Self sacrifice in the Observer sleaze scandal

James Heartfield explains why the Observer threw journalist Will Self to the Lions

'There is a prevailing morality which dominates this election campaign. I don't want to attack the Guardian/Observer newspapers because I do think their campaign about financial corruption is correct, but I do abjure the anti-libertarian tone which says you must behave in certain ways.'

Will Self was explaining to the Independent on Sunday how the Observer sacked him for snorting a line of heroin on the Prime Minister's election jet. Self, after lying low, admitted the offence to Editor-in-Chief Alan Rusbridger and Observer editor Will Hutton and was promptly sacked.

And why not, you may ask? Snorting heroin on the Prime Minister's jet if not wrong in itself, was surely putting the reputation of the Observer at risk. But the truth is Hutton knew exactly what the risk was when he sent Self to cover John Major's election campaign.

'I'm a hack hired because I do drugs', explained Self. His reputation as a risque writer has been made writing novels of the junkie world he once inhabited. He is known for taking risks. When the Observer put Self on the Prime Minister's place they knew what they were doing.

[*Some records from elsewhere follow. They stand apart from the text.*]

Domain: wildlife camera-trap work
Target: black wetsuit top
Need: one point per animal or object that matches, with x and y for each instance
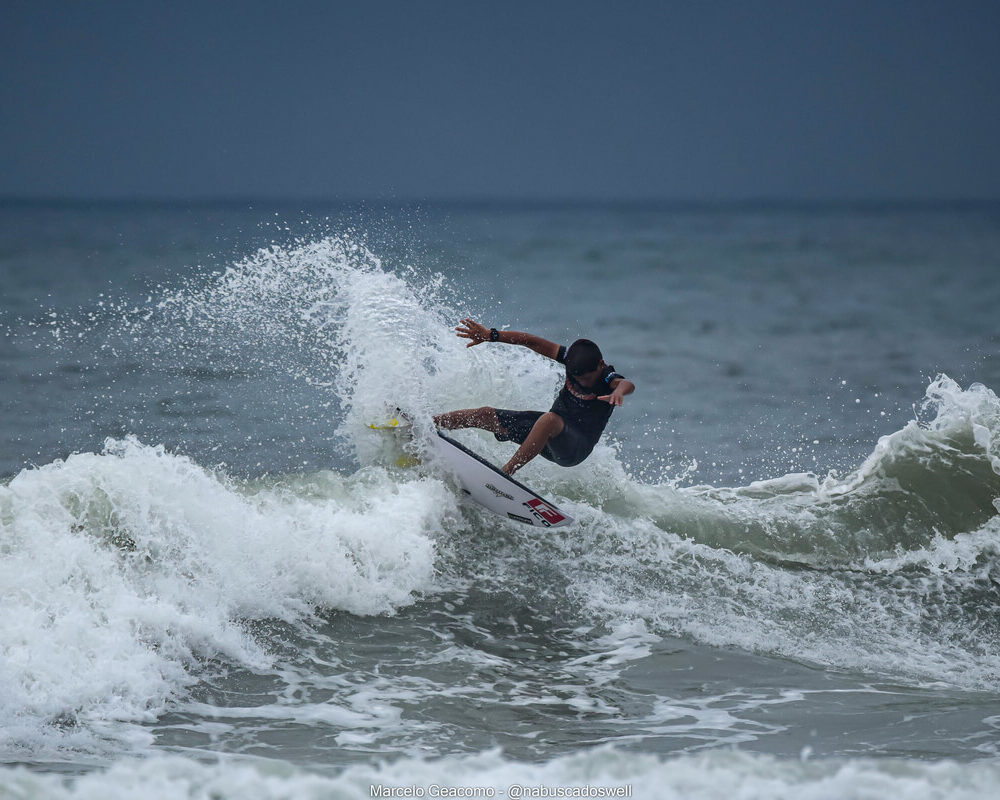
(584, 418)
(578, 405)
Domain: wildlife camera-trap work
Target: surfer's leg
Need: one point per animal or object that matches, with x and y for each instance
(548, 425)
(485, 418)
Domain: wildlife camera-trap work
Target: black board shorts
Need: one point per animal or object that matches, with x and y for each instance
(567, 449)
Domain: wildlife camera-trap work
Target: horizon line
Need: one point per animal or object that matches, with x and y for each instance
(764, 201)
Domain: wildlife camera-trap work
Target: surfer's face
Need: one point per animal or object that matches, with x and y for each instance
(589, 379)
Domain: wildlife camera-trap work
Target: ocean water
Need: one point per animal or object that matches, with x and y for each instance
(215, 581)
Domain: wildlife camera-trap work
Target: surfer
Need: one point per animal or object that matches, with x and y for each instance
(565, 434)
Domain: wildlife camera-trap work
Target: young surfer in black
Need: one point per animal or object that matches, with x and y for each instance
(566, 433)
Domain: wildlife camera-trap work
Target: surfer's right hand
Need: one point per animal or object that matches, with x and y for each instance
(470, 329)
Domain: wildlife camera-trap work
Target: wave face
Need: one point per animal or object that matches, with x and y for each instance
(244, 562)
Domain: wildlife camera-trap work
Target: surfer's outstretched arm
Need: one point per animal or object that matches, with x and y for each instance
(477, 334)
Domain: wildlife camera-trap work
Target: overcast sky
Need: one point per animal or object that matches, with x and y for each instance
(420, 100)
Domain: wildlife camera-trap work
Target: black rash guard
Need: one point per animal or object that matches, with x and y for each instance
(584, 418)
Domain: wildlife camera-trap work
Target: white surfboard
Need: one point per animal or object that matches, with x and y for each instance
(496, 490)
(484, 483)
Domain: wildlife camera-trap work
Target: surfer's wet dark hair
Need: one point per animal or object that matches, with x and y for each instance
(582, 356)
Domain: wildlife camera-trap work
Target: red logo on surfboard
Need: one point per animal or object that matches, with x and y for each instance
(544, 512)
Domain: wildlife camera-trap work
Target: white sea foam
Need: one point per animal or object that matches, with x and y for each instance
(120, 571)
(715, 775)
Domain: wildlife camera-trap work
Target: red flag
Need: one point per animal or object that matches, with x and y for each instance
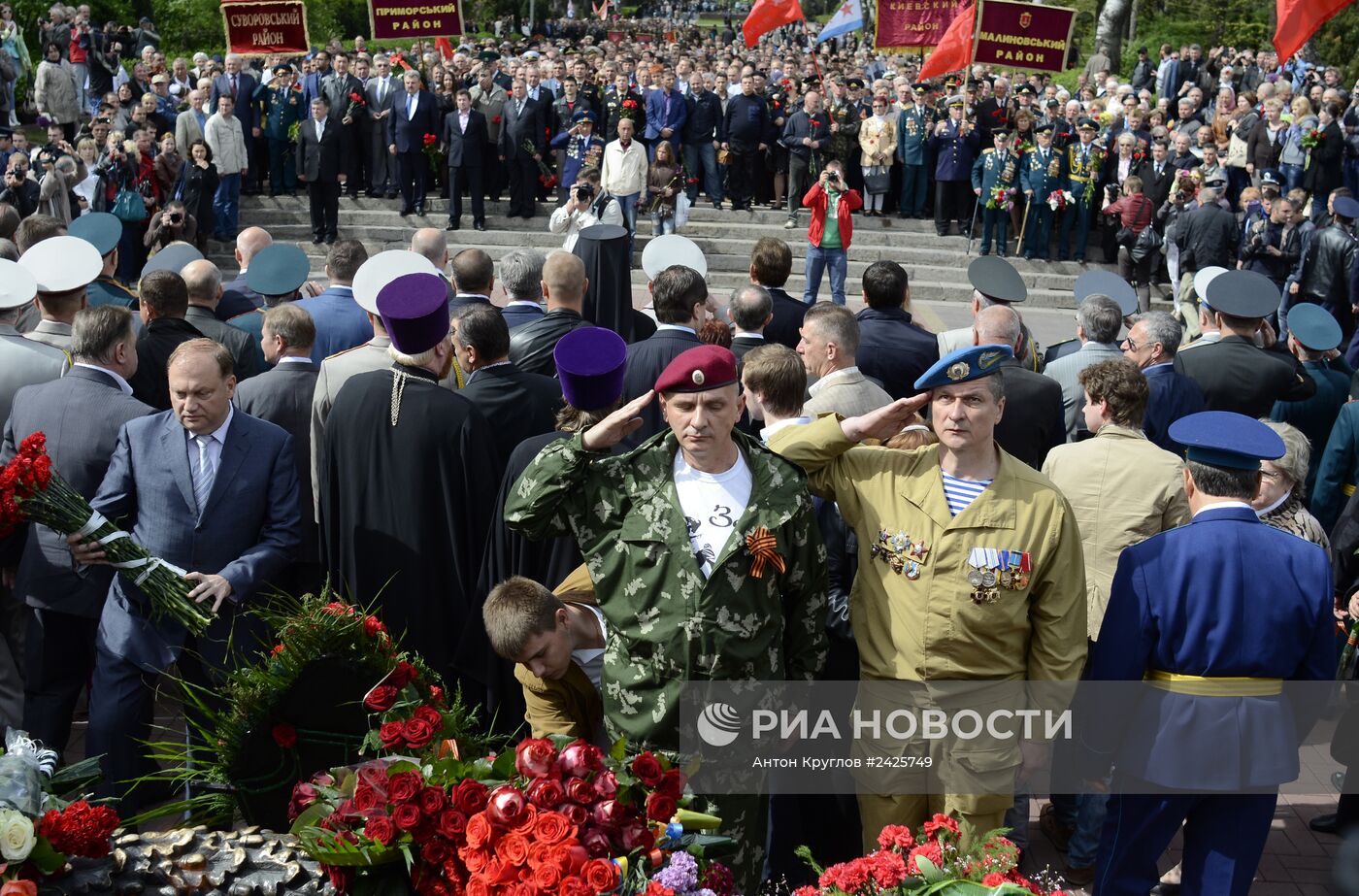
(954, 48)
(1300, 19)
(767, 16)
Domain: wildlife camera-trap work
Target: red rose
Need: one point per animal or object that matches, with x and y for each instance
(417, 732)
(479, 831)
(672, 783)
(404, 786)
(580, 790)
(536, 757)
(513, 848)
(661, 808)
(451, 823)
(391, 735)
(431, 715)
(407, 816)
(552, 827)
(506, 804)
(469, 796)
(601, 875)
(547, 793)
(366, 798)
(380, 830)
(432, 800)
(647, 769)
(284, 736)
(381, 698)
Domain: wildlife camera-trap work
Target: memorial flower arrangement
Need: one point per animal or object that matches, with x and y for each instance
(38, 828)
(552, 816)
(931, 859)
(31, 491)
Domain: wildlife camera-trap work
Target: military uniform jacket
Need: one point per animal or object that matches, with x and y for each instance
(912, 133)
(1043, 173)
(994, 169)
(666, 623)
(930, 628)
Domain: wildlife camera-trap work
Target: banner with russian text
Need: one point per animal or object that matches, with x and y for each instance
(414, 17)
(1025, 36)
(272, 26)
(914, 23)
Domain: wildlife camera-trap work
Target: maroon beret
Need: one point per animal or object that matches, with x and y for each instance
(699, 370)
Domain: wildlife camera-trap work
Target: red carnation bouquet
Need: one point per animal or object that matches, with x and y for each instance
(553, 816)
(31, 491)
(931, 859)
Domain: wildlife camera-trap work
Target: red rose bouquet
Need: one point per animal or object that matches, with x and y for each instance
(931, 859)
(31, 491)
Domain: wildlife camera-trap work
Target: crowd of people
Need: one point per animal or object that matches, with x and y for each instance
(571, 508)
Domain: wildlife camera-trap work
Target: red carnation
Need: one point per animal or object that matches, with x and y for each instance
(381, 698)
(284, 736)
(380, 830)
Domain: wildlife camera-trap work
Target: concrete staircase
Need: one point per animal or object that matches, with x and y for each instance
(938, 267)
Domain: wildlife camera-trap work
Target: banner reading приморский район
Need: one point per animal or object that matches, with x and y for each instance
(412, 17)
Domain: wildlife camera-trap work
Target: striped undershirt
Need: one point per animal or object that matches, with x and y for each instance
(961, 492)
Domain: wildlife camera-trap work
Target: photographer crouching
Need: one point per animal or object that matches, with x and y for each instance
(586, 206)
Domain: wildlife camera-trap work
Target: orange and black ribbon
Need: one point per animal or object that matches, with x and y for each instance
(760, 544)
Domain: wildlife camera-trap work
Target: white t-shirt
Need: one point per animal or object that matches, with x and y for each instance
(591, 658)
(711, 503)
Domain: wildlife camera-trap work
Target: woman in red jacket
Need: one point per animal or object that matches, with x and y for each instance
(828, 243)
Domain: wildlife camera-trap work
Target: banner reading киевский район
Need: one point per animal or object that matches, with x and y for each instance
(412, 17)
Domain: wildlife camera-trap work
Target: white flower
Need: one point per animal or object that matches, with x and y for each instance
(17, 837)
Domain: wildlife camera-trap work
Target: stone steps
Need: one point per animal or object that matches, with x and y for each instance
(937, 264)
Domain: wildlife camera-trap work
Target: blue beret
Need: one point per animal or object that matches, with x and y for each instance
(278, 270)
(414, 312)
(1314, 326)
(1223, 438)
(1098, 282)
(98, 229)
(173, 257)
(1243, 294)
(968, 363)
(590, 363)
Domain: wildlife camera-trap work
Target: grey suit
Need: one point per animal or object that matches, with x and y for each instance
(245, 532)
(81, 415)
(848, 393)
(1067, 370)
(240, 343)
(382, 174)
(282, 397)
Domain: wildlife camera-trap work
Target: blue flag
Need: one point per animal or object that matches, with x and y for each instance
(846, 17)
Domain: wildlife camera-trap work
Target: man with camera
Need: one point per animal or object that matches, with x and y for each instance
(584, 207)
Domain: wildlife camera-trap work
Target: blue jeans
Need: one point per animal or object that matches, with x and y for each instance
(700, 159)
(819, 260)
(224, 204)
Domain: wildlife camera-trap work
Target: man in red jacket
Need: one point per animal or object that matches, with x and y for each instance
(828, 238)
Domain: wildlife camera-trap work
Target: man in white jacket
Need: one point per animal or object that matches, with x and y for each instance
(227, 140)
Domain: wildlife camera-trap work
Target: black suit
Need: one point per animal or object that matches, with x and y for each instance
(646, 360)
(519, 126)
(319, 166)
(516, 406)
(465, 163)
(785, 326)
(1035, 420)
(1237, 376)
(407, 133)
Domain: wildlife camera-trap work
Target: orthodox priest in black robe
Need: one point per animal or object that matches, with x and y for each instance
(408, 487)
(590, 363)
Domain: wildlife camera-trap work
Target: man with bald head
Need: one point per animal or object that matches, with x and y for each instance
(238, 298)
(204, 283)
(1033, 421)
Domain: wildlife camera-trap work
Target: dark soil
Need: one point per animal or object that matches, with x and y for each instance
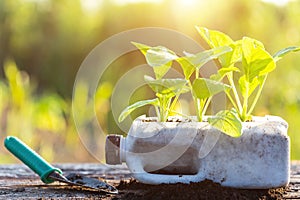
(204, 190)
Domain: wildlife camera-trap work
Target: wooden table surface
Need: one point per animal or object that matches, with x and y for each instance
(18, 182)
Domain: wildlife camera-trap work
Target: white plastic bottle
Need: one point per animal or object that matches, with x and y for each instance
(184, 152)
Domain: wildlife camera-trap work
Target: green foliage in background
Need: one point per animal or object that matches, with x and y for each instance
(49, 39)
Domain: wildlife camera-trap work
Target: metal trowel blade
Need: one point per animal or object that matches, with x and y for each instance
(91, 183)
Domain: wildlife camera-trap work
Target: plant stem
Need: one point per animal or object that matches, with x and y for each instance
(245, 103)
(232, 101)
(157, 113)
(206, 105)
(257, 96)
(236, 96)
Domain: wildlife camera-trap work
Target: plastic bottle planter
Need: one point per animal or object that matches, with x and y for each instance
(183, 152)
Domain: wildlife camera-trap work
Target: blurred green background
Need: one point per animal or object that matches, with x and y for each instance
(43, 43)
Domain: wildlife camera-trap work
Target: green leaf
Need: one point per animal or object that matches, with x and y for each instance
(217, 39)
(277, 56)
(251, 86)
(199, 59)
(256, 61)
(222, 72)
(136, 105)
(157, 56)
(205, 88)
(169, 87)
(142, 47)
(228, 122)
(187, 67)
(160, 58)
(214, 38)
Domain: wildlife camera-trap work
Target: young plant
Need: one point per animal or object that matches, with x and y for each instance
(256, 63)
(168, 90)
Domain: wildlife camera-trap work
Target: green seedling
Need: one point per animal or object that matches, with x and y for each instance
(245, 60)
(255, 65)
(168, 90)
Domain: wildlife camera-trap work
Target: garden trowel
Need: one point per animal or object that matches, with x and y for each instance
(48, 173)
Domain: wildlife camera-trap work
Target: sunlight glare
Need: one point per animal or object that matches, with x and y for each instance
(124, 2)
(278, 2)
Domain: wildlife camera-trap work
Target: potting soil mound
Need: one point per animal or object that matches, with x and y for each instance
(204, 190)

It was a cute idea. Self's louche personality would be a contrast to John Major's stuffed shirt. How daring. But in the end it was Will Hutton who ended up behaving like a stuffed shirt.

In a self-righteous editorial Hutton justified sacking Self by saying that it was not so much the heroin as a question of trust. Get real! The man is a heroin user. Hutton surely does not expect Self to own up to using a Class A drug and risk imprisonment.

The truth is that the Observer has been hoist by its own petard. It was the Observer and the Guardian that made 'trust' the defining feature of the election - at the expense of any discussion of policy. Concentrating their fire upon 'Conservative sleaze', was bound to backfire. As the Will Self episode illustrates journalists are unlikely to be sleaze-free.

Will Self is right to point out the prevailing moralism in this election campaign, but reluctant to admit that it was the Guardian/Observer campaign on Sleaze that did most to crank it up.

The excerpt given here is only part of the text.